What Are the Eligibility Requirements?
For someone convicted of a criminal offense in Texas, it’s absolutely beneficial for him or her to apply for an order of nondisclosure if they qualify. By having their criminal records away for the most part from public view, it re-opens the door for their employment opportunities. And who benefits? Everyone.
The more an offender can be financially stable and successful, the better for the offender, their loved ones, and the economy because the offender isn’t relying on the state for assistance, plus they’re spending money, so this helps the local economy.
- The offender must have been placed on deferred adjudication community supervision for him or her to qualify.
- If an offender was convicted for the crime, he or she is NOT eligible to apply for an order of nondisclosure.
- The offender had to successfully complete their deferred adjudication.

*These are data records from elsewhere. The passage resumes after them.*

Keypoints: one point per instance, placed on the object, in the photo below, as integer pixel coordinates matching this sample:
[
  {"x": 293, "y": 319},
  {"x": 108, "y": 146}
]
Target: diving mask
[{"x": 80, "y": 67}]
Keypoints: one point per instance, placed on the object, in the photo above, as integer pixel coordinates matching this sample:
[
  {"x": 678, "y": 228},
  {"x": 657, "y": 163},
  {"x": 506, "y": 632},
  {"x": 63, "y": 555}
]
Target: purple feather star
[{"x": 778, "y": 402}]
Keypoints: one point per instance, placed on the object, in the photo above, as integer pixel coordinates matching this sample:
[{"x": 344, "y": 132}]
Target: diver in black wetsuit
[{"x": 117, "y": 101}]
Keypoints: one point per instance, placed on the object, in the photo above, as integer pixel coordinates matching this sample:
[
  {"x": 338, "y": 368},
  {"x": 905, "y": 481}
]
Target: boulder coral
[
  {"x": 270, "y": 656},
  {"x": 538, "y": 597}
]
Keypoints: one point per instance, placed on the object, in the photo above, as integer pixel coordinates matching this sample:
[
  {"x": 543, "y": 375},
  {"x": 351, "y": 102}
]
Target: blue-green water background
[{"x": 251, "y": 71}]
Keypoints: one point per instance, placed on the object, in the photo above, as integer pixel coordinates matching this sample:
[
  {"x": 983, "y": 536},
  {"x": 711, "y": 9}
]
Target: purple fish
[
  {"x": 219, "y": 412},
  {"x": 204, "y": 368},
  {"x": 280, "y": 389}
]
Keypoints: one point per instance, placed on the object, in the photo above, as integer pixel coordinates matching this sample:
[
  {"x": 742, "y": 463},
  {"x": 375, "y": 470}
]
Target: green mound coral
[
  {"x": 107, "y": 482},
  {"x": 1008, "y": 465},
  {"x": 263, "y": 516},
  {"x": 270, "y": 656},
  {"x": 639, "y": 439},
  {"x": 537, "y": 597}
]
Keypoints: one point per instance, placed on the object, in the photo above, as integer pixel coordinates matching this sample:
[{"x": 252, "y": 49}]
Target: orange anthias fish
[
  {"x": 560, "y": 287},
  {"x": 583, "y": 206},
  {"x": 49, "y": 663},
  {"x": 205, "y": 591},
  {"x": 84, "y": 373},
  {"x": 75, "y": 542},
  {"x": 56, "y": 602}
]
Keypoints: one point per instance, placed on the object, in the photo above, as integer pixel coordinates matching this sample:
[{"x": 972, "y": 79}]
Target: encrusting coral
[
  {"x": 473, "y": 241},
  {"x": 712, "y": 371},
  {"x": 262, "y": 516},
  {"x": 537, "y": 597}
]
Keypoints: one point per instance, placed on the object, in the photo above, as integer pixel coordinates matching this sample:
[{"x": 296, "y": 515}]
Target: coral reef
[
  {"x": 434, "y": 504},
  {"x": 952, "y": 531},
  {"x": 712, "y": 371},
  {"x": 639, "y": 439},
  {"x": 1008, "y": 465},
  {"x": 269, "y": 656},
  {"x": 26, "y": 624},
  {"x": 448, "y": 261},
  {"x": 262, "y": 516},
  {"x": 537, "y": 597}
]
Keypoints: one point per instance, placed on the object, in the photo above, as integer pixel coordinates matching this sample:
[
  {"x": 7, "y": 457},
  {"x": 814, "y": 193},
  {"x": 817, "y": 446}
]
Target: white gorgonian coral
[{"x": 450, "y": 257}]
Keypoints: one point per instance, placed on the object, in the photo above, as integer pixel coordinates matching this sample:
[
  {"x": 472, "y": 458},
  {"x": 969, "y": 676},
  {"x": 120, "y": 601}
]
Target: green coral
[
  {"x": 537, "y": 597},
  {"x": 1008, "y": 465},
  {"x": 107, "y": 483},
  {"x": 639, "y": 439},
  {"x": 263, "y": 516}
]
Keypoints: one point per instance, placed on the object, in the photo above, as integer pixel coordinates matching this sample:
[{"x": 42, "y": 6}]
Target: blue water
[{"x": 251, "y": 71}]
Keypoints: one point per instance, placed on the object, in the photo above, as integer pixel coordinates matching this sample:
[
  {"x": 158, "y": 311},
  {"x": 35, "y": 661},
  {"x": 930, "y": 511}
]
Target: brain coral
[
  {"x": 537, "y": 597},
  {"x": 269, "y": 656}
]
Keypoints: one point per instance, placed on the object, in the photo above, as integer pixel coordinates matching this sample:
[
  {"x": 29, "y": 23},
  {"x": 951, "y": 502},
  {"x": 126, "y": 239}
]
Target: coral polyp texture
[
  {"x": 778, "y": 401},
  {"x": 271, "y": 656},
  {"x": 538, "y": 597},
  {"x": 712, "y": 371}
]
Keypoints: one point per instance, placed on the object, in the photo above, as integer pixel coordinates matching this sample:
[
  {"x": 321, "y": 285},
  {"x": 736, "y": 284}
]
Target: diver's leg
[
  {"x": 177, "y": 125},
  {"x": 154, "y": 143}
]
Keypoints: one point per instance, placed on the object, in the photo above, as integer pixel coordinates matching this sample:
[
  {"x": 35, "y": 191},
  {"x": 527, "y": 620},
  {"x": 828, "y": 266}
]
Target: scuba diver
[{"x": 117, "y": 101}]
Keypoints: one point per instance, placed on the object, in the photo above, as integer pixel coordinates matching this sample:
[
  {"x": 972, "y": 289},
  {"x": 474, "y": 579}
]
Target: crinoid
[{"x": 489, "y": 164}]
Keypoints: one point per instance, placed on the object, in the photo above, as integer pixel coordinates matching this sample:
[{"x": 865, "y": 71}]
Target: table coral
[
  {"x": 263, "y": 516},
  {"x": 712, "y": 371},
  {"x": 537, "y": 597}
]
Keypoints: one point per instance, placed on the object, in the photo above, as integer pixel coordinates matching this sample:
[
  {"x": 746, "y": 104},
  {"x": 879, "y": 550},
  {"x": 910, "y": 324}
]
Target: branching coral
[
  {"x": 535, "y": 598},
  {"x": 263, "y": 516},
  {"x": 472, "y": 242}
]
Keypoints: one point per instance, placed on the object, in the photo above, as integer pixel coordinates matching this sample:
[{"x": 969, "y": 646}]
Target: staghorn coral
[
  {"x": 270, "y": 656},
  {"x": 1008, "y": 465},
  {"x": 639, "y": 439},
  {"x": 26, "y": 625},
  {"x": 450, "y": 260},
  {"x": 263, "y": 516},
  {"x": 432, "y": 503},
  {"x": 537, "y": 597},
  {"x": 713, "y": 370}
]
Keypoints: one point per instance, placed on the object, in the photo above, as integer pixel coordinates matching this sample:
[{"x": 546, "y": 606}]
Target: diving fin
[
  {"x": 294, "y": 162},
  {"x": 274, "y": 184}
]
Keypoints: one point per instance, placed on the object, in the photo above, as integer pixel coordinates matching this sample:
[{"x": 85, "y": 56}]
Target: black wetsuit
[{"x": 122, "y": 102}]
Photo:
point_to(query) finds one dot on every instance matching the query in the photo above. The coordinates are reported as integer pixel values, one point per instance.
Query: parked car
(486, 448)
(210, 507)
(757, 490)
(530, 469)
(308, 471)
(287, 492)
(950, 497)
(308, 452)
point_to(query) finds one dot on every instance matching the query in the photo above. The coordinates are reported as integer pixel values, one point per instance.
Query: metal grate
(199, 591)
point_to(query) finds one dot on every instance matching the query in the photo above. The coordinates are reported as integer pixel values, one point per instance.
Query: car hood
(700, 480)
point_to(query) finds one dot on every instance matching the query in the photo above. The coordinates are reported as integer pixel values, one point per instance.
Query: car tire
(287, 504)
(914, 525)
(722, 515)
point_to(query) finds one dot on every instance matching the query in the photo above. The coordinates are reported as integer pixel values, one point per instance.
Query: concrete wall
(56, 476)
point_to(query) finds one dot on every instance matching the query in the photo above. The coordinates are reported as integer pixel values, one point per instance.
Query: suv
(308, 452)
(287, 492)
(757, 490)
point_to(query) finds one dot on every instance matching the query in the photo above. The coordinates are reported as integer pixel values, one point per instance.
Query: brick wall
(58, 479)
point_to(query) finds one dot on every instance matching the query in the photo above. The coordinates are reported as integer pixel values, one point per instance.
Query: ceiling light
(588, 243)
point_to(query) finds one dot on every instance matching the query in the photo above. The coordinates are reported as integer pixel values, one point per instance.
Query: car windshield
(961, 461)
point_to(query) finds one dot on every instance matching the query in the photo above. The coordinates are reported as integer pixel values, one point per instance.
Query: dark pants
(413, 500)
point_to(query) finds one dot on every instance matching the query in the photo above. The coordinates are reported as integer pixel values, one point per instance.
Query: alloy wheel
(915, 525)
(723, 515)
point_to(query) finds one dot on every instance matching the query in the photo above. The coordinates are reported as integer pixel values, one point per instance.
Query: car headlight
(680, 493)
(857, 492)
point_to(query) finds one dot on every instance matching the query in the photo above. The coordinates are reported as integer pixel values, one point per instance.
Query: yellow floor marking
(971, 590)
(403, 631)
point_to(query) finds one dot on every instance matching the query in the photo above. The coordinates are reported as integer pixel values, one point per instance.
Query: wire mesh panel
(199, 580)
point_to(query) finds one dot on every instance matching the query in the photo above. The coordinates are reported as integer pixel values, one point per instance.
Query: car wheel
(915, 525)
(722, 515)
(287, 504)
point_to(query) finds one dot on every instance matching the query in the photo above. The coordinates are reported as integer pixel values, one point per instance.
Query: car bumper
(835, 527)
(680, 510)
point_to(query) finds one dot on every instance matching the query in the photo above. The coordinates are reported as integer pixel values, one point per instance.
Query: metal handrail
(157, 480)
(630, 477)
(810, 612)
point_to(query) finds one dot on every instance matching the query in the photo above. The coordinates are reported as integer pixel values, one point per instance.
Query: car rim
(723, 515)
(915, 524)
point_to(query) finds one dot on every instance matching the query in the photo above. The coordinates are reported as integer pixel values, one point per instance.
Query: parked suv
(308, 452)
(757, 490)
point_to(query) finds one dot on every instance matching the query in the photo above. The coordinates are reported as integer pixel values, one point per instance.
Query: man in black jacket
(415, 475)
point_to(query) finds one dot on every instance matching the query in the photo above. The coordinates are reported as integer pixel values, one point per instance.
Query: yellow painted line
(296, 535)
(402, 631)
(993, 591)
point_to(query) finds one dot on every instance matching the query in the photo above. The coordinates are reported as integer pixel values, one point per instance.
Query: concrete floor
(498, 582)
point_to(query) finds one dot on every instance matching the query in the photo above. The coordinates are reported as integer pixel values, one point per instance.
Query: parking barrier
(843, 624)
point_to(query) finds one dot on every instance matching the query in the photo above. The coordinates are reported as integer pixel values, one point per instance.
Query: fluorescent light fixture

Offenses that make an offender ineligible:
- Capital murder
- Aggravated kidnapping
- Family violence (domestic violence)
- Abandoning or endangering a child
- Violating a family violence protection order
- Sex offenses requiring sex offender registration
- Injury to a child, elderly individual or disabled individual
If any individual is eligible for an order of nondisclosure, he or she must wait a specific period of time after the court orders a dismissal and discharge. For misdemeanors, the individual must wait two years. For felonies, the wait is five years.